While there was so much to take in and see, here are the top five trends I saw at MWC this year:

Mobile is everything

The biggest theme from MWC was that mobile technology has the power to drive the world forward and connect everyone and everything. In a keynote speech delivered during the Congress, it was revealed that mobility has already:

  • Contributed $3.1 trillion to the world’s economy
  • Equated to 4.2 percent of the world’s GDP
  • Employed 32 million people globally
  • Enabled 7.6 billion connections on the planet

Mobiles are seen to bridge the gap between information and life. In the words of Deutsche Telecom’s CTO, “In today’s world, people are either connected or asleep!” Although given the number of sleep apps and wearables people use in bed, some people never really disconnect at all.

The next generation of mobile technology – 5G – is on everyone’s agendas

Mobile operators across Asia Pacific and Europe, handset manufacturers, and over the top players alike are all racing to demonstrate early versions of 5G standards by 2018. The move to 5G will transform our networks and the way they are configured to support many different uses and applications. Currently 99 per cent of ‘things’ are unconnected, so it’s a big job for our network and a big opportunity for our customers.

Gadgets, gadgets, and more gadgets!

There was a lot of excitement around virtual reality headsets, drones and wearables. Home automation was another big one. These technologies are only just emerging and there was a real buzz around how these could transform the way we live and work to maximise productivity and of course, gaming.

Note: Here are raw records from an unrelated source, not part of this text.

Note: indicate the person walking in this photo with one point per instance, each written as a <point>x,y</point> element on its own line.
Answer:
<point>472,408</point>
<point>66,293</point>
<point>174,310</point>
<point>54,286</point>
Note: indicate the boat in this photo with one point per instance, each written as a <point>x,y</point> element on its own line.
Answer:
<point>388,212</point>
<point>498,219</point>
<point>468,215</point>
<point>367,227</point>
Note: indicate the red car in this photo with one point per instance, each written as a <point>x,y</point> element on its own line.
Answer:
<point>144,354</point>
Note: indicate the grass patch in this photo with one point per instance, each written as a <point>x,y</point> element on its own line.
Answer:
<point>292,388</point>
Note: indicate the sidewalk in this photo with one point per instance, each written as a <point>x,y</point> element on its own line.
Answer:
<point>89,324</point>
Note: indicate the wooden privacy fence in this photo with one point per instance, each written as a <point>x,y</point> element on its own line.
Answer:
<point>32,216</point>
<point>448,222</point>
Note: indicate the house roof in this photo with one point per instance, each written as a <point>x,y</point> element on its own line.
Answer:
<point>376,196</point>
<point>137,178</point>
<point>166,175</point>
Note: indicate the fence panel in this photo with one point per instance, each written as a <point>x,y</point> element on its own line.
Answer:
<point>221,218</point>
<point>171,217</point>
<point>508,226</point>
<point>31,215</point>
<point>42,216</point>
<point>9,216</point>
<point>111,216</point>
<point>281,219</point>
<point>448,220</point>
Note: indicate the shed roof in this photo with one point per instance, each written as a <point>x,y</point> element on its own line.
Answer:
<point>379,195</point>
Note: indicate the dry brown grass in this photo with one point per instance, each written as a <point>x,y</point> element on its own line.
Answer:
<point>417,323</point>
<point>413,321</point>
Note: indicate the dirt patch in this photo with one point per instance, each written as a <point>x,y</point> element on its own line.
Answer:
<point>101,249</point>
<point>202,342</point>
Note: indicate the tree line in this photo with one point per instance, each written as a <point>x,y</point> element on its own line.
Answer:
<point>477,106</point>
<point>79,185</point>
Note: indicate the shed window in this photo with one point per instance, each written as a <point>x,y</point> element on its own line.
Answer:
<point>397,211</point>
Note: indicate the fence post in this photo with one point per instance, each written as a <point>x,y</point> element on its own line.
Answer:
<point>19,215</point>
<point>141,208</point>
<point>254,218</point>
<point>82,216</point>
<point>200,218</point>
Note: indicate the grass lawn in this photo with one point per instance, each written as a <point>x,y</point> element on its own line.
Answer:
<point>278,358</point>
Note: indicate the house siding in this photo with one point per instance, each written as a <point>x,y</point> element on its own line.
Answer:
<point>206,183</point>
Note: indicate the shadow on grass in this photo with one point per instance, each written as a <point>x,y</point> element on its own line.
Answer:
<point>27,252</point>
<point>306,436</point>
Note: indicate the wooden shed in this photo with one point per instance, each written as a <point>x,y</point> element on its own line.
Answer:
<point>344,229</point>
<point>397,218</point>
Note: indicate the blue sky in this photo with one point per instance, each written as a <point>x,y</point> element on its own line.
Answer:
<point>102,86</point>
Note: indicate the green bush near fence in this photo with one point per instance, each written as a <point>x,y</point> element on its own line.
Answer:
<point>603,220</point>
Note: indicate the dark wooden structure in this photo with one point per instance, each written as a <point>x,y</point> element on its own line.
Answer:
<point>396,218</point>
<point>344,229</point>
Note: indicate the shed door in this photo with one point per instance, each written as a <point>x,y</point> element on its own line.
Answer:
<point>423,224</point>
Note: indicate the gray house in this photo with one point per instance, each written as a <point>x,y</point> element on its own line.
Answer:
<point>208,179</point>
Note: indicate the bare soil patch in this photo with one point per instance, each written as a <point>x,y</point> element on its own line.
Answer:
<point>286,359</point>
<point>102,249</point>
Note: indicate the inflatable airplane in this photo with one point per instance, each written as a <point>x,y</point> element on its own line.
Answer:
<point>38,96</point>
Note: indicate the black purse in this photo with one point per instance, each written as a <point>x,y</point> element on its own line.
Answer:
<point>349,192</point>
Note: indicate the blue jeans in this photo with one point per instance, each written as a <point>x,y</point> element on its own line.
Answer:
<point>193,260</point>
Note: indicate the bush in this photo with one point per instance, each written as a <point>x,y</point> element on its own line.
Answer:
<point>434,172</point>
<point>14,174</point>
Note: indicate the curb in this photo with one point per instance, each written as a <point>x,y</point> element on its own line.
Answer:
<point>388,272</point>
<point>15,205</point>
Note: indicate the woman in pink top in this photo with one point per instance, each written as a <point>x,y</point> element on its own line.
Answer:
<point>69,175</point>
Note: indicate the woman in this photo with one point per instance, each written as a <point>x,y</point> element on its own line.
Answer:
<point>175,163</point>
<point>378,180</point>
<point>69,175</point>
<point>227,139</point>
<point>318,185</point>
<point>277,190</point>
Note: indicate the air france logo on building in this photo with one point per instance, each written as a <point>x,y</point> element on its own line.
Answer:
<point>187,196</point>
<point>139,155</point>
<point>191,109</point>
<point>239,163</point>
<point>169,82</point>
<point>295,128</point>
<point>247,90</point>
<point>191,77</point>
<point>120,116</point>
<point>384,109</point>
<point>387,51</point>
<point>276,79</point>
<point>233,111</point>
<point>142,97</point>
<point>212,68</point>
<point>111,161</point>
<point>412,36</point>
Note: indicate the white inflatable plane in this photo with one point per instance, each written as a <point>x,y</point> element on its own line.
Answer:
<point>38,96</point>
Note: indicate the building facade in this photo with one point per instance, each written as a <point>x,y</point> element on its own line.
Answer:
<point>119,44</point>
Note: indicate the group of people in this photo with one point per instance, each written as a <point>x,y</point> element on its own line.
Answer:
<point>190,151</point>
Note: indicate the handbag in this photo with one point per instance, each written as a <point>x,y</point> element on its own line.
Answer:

Masses of smartphone announcements

These included the Samsung Galaxy S7 and S7 edge, the Sony Xperia X, LG’s G5 smartphone, and HTC. There were no ‘revolutionary’ breakthroughs in the design of mobile devices this year, but the processors, cameras, and durability have all improved from their predecessors, particularly the Samsung Galaxy S7 which can be dropped and submerged in water for up to 30 minutes without being damaged.

Mobiles aren’t just for humans

The new standards for long battery life and deep coverage at a low cost were well on show. These standards will allow a massive number of ‘things’ to become connected in the coming years. Some of the quirkier things on show at MWC included connected bikes, water meters, environmental sensors, sensors on vineyards and even gadgets for dogs.

I think I got most of my predictions  right, but I wouldn’t have guessed there’d be so many gadgets for pets!